Abstract

The Rime of Sir Thopas,“ wrote Tyrwhitt,”was clearly intended to ridicule the ‘palpable gross’ fictions of the common Rimers of that age, and still more, perhaps, the meanness of their language and versification.“ This view, which Skeat found ”judicious and correct,“ has until recent years met with little question.
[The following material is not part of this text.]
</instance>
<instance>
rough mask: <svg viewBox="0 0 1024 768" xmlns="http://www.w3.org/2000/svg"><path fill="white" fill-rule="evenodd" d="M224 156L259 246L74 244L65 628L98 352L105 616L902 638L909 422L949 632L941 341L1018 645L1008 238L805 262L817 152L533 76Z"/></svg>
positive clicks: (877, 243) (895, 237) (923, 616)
In 1922, however, Miss Lilian Winstanley, while admitting the piece to be a burlesque of the metrical romances, argued that it was also ”intended as a satire against Philip van Artevelde“; and Professor J. M. Manly later set forth at considerable length the view that ”the object of satire was the ridiculous pretentiousness“ of the Flemings, that ”Chaucer's primary object in writing was not so much to burlesque the minstrel romances as to produce a satire of the countrymen of Sir Thopas, and that his contemporaries enjoyed its subject matter even more than its form.“ This general line of argument has been accepted by Professor F. N. Robinson, who, in his admirable edition of Chaucer, observes that ”two recent studies of Sir Thopas have made it seem very probable that Chaucer had another purpose, perhaps his primary one, namely, to poke fun at the Flemish knighthood.“ Since this interpretation of Chaucer's gay little piece has thus received an authoritative blessing, in a standard edition, it may well be examined in some detail, in order to determine how far it is really valid.